E-commerce giants Amazon, Walmart and Target are retooling their delivery strategies to meet customer expectations after strategies somewhat failed to meet expectations during the busy holiday season. A flurry of activity in big-box leasing has emerged on the West Coast and could move East. “That’s another reason to be optimistic for industrial,” said Kate Nolan Bryden, LEED AP BD+C, senior vice president, MRP Industrial LLC. “A lot of companies look to Amazon on customer service, returns handling and overall efficiencies,” and will follow suit.
What does the future of the industrial real estate sector hold overall? I.CON East featured a keynote on the impact of AI from futurist Greg Lindsay.
For real estate, the impact on the number of data centers needed equates to “a massive gold rush,” said Lindsay, with investment already huge and the need even bigger.
A recent JLL report said that AI demand has turned data centers into the “hottest asset class,” creating what JLL CEO Christian Ulbrich says is “a rare bright spot in a commercial-property market faced with rising office vacancies.”
In short, Ulbrich said, “When you believe in AI, the demand for data centers will only go up.”
Firms are using AI mostly in the ways we’ve all experienced, Lindsay said. Topping the list is contact-center automation (some say this growth could put an end to the India-based call center industry by the end of next year), followed by web content personalization and customer acquisition. AI-based enhancement of products such as a chatbot built in to the dashboards of Volkswagens and the creation of new AI-based products round out the list of top uses.

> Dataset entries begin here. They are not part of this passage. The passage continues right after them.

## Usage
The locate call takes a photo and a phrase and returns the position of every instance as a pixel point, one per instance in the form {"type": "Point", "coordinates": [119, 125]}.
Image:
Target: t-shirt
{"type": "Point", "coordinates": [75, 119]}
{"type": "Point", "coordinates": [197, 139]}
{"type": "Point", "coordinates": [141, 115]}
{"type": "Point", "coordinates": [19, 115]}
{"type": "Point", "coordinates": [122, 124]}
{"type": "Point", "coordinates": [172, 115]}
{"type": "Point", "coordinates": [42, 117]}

AI will certainly change our jobs, said respondents to PwC’s annual CEO survey, with one in four CEOs saying they anticipate reducing employee headcount by 5% or more in 2024. These positions are expected to be in back-office tasks including accounting and marketing, and in media/entertainment companies.
Lindsay closed with four recommendations on how to move forward with generative AI development and implementation:
- Develop an open innovation strategy, talk to everyone, and experiment.
- Don’t be content with only what’s on the market now. Consider open-source models and how they can be customized for your needs.
- Define use cases. Now that you have generative artificial intelligence, what can you do with it? Map out your problems and potential solutions.
- Develop trust requirements, not unlike a nutrition label that can keep you out of what researcher Shelby Doyle calls “rotting banana peels of data.”
Lindsay showed videos of drone deliveries of goods and robotic workers that whetted the attendees’ appetites for the future of generative artificial intelligence in the industry.